Search code examples
pythonmultithreadinghttpsubprocessaiohttp

HTTP server kick-off background python script without blocking


I'd like to be able to trigger a long-running python script via a web request, in bare-bones fashion. Also, I'd like to be able to trigger other copies of the script with different parameters while initial copies are still running.

I've looked at flask, aiohttp, and queueing possibilities. Flask and aiohttp seem to have the least overhead to set up. I plan on executing the existing python script via subprocess.run (however, I did consider refactoring the script into libraries that could be used in the web response function).

With aiohttp, I'm trying something like: ingestion_service.py:

from aiohttp import web
from pprint import pprint
routes = web.RouteTableDef()

@routes.get("/ingest_pipeline")
async def test_ingest_pipeline(request):
    '''
    Get the job_conf specified from the request and activate the script
    '''
    #subprocess.run the command with lookup of job conf file
    response =  web.Response(text=f"Received data ingestion request")
    await response.prepare(request)
    await response.write_eof()

    #eventually this would be subprocess.run call
    time.sleep(80)

    return response

def init_func(argv):
    app = web.Application()
    app.add_routes(routes)
    return app

But though the initial request returns immediately, subsequent requests block until the initial request is complete. I'm running a server via:

python -m aiohttp.web -H localhost -P 8080 ingestion_service:init_func

I know that multithreading and concurrency may provide better solutions than asyncio. In this case, I'm not looking for a robust solution, just something that will allow me to run multiple scripts at once via http request, ideally with minimal memory costs.


Solution

  • OK, there were a couple of issues with what I was doing. Namely, time.sleep() is blocking, so asyncio.sleep() should be used. However, since I'm interested in spawning a subprocess, I can use asyncio.subprocess to do that in a non-blocking fashion. nb: asyncio: run one function threaded with multiple requests from websocket clients https://docs.python.org/3/library/asyncio-subprocess.html.

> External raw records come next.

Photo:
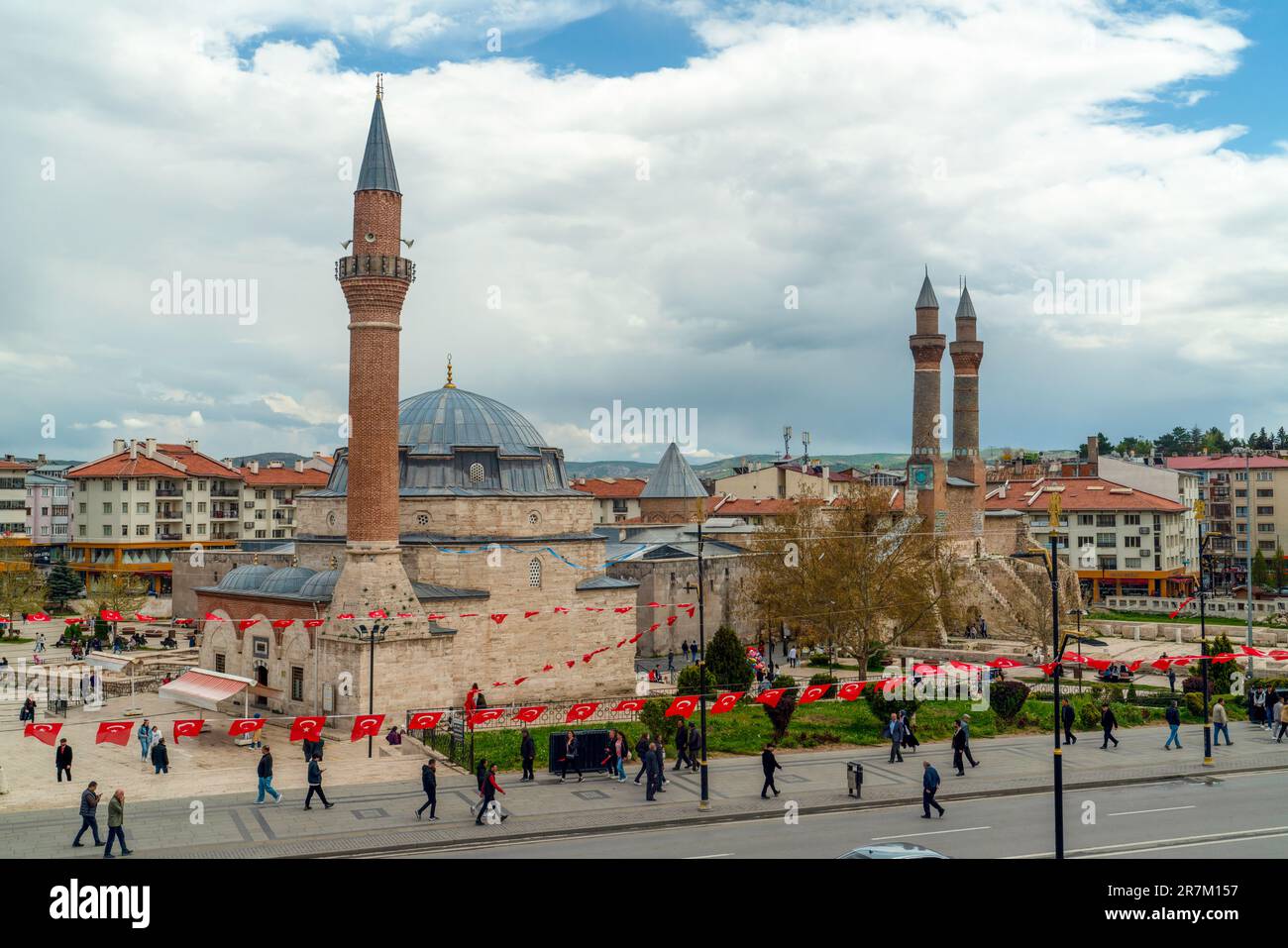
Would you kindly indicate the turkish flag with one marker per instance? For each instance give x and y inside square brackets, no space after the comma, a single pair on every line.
[812,693]
[366,725]
[488,714]
[726,702]
[683,706]
[114,733]
[46,733]
[580,712]
[188,728]
[307,728]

    Using these help, but there's still an issue with the webhandler terminating the subprocess. Luckily, there's a solution here: https://docs.aiohttp.org/en/stable/web_advanced.html

    aiojobs has a decorator "atomic" that will protect the process until it is complete. So, code along these lines will function:

    from aiojobs.aiohttp import setup, atomic
    import asyncio
    import os
    
    from aiohttp import web
    
    @atomic
    async def ingest_pipeline(request):
        #be careful what you pass through to shell, lest you
        #give away the keys to the kingdom
        shell_command = "[your command here]"
        response_text = f"running {shell_command}"
        response_code = 200
        response =  web.Response(text=response_text, status=response_code)
        await response.prepare(request)
        await response.write_eof()
    
        ingestion_process = await asyncio.create_subprocess_shell(shell_command,
                                                                  stdout=asyncio.subprocess.PIPE,
                                                                  stderr=asyncio.subprocess.PIPE)
    
        stdout, stderr = await ingestion_process.communicate()
        return response
    
    def init_func(argv):
        app = web.Application()
        setup(app)
        app.router.add_get('/ingest_pipeline', ingest_pipeline)
        return app
    

    This is very bare bones, but might help others looking for a quick skeleton for a temporary internal solution.